Ein Kränzchen der Dankbarkeit, um die Urne des Herrn Hofraths Weil zu Berlenburg gewunden

[43] Wechet sanft, ihr Abendwinde,

Hier um diese stille Gruft;

Streuet durch den lanen Aether

Lieblichen Violenduft!

Hebe frischer, grüner Hügel

Deinen Blumenkranz empor,

Nass bethaut von meinen Thränen,

Um den Freund, den ich verlor,

Der in deinen dunklen Räumen

Schlummert nach des Lebens Träumen!


Aeskulapens Söhne weinten

Ihrem Freund und Lehrer nach;

Sinnig blickte dein Vertrauter1

Auf den kalten Sarkophag.

Tausende zogst du zurücke

Von des Charons finsterm Kahn,

Die die Wogen des Kozytus

Schon von weitem dunkeln sahn.

Und nun dir, dem Tod entronnen,

Danken neue Lebens Wonnen!
[44]

Gross als Arzt, als Mensch noch grösser,

War mein treuer, edler Freund;

Wissenschaft und Herzensgüte

Waren hold in ihm vereint;

Vaterlose Waisen streuten

Blumen auf sein frisches Grab,

Und der Witwen bange Thränen2

Thauten leis' auf sie herab.

O sie glänzen dort in Kronen,

Welche seine Güte lohnen!


Vor der müden Seele dämmert

Trübe die Vergangenheit,

Unter herben Lebens Plagen

Welkte meine Blüthenzeit;

Meines Daseyns kurze Freuden

Starben an der Aeltern Grab,

Düster lag der Wehmuth Schleier

Auf der Nacht, die mich umgab,

Jeden neuen Lebens-Morgen

Trübten neue bange Sorgen!


Düster wie die Wehmuth feiert,

Was ihr rauh das Schicksal nahm,

Blickt' ich trauernd in das Leben,

Lebt' ich sinnig meinem Gram!

Da, gleich einem Friedensboten,

Reichtest du mir deine Hand,[45]

Fester wurden meine Tritte,

Und der finst're Dämon schwand;

Still, entsagend jedem Glücke,

Schauten aufwärts meine Blicke!


Da, o Freund! in jenen Tagen,

Welch ein Retter wardst du mir!

Warme Dankgefühle weihe

Ich voll Ehrfurcht ewig dir.

In wie vielen Schauer-Nächten

Eiltest du mir hülfreich zu!

Mit dir nahte sich die Hoffnung

Und die stille Seelenruh;

Sanft verhallte jede Klage

Vor dem Bild der schönern Tage!


Einfach war dein edles Leben,

Still, gleich einer schönen That;

Feind dem äussern Glanz, umstralte

Nur die Tugend deinen Pfad! –

Himmels-Melodieen tönen

Sanft in mein bewegtes Ohr,

Wallen seh' ich die Verklärten

Mit dem Freund, den ich verlor,

Seine Tugend, seine Güte

Krönet Edens schönste Blüthe!

Fußnoten

1 Hr.
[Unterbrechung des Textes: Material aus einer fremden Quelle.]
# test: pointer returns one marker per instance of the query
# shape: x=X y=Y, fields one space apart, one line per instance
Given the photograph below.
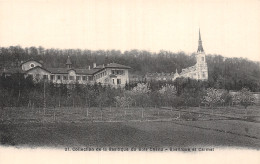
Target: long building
x=199 y=71
x=111 y=74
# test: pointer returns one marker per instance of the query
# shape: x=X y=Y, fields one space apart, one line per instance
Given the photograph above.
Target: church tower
x=201 y=65
x=68 y=63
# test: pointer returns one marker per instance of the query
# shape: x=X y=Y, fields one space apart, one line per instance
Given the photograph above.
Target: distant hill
x=227 y=73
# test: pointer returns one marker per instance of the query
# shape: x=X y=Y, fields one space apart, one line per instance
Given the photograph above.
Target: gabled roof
x=12 y=70
x=58 y=70
x=112 y=76
x=115 y=65
x=68 y=61
x=29 y=61
x=78 y=71
x=38 y=67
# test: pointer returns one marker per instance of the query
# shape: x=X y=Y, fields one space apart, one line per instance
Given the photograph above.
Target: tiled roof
x=12 y=70
x=112 y=65
x=85 y=71
x=30 y=60
x=115 y=65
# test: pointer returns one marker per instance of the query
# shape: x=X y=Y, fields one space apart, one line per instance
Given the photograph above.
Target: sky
x=230 y=28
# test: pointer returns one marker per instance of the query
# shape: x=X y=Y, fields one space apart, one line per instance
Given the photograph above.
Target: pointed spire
x=200 y=48
x=68 y=63
x=199 y=35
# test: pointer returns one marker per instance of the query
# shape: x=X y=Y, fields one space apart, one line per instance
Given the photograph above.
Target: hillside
x=228 y=73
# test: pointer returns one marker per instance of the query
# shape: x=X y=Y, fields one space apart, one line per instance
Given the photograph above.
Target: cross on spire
x=200 y=48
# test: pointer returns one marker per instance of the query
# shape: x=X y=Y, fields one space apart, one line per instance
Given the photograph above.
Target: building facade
x=199 y=71
x=111 y=74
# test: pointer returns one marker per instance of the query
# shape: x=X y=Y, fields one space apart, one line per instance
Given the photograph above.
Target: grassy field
x=129 y=128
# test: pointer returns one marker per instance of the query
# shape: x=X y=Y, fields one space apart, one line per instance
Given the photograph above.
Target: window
x=118 y=72
x=118 y=81
x=71 y=77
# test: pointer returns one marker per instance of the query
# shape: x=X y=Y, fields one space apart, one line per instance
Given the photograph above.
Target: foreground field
x=134 y=128
x=124 y=134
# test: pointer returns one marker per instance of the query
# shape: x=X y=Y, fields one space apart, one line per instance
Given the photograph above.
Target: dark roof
x=112 y=75
x=12 y=70
x=86 y=71
x=200 y=47
x=38 y=67
x=58 y=70
x=30 y=60
x=115 y=65
x=78 y=71
x=99 y=67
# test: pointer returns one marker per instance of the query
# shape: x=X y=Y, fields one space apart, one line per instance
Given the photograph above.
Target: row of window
x=102 y=74
x=117 y=80
x=118 y=72
x=66 y=77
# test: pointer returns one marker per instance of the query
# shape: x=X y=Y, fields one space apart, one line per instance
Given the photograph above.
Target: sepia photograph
x=138 y=76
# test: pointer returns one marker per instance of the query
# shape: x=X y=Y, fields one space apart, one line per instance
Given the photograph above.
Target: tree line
x=224 y=73
x=20 y=91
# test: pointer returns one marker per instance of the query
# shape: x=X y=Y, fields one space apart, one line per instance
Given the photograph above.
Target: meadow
x=130 y=127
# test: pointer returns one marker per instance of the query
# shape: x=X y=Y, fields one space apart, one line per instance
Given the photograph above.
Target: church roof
x=68 y=61
x=200 y=47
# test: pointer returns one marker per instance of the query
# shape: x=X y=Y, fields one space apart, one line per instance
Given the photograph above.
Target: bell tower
x=68 y=63
x=201 y=65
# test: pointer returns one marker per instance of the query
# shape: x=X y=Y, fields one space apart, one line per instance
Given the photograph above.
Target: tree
x=212 y=98
x=168 y=94
x=245 y=98
x=140 y=95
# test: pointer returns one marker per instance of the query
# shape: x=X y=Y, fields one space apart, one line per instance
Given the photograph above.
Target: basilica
x=198 y=72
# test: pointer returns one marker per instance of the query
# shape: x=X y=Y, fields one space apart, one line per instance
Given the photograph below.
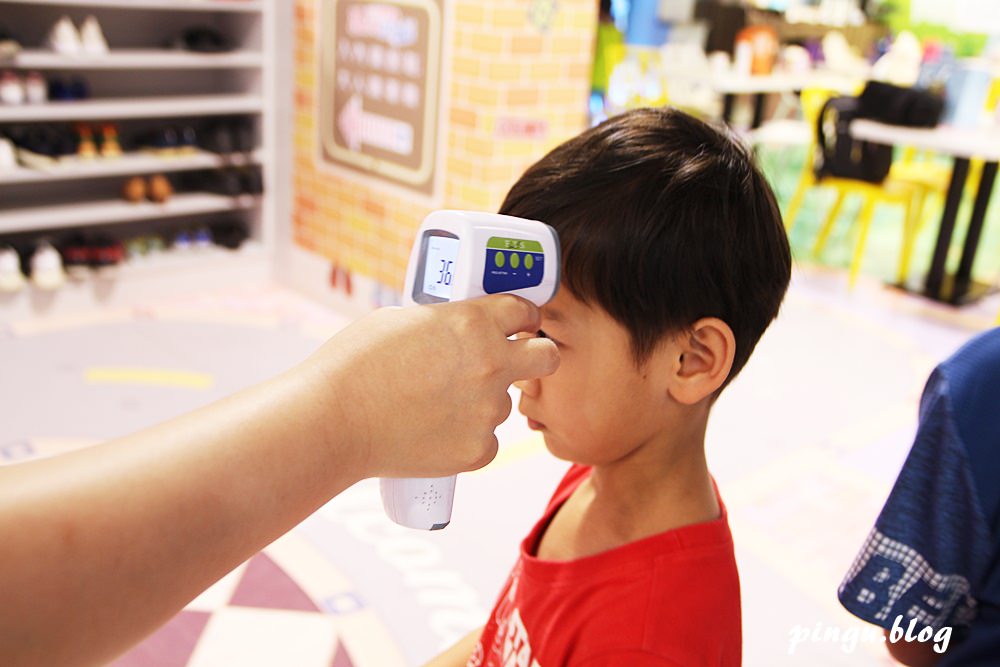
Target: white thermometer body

Hofrath Vollmar zu Wittgenstein.


2 Ich habe nur sehr schwach die Tugenden meines unvergesslichen Freundes besingen können. Hofrath Weil war ein trefflicher Arzt und ein sehr edler Mensch; er schritt noch im späten Greisenalter mit den Wissenschaften fort; die Noth der leidenden Menschheit zu lindern, war sein unermüdetes Streben. Nur von begüterten Witwen und Waisen nahm er in der Regel Bezahlung; ja er hielt sich eine eigene Hausapotheke, um seinen Freunden und den Armen die Arzeneien wohlfeiler verschaffen zu können, und um so eher den Hang seines Herzens zum Wohlthun zu befriedigen. Seine Freunde beschuldigten ihn einer zu strengen Gewissenhaftigkeit, deren Vorwurf er mit der Unzuverlässigkeit einer Kunst ablehnte, die nur auf Erfahrung gegründet sey. Seine Bescheidenheit war so gross, dass er seine Patienten, wenn er Gefahr sah, selbst aufforderte, noch eines Arztes sich zu bedienen. Nach seinem Tode erfuhr man erst durch seinen Verwandten, den D. Mengel, dass er einst mit A.K. Boerhaaven und Zimmermann im vertrauten Briefwechsel gestanden; selbst dieser bekam von dieser ehrenvollen Auszeichnung erst durch die hinterlassenen Briefe Kunde.

Quelle:
Elise Sommer: Gedichte, Frankfurt a.M. 1813, S. 43-46.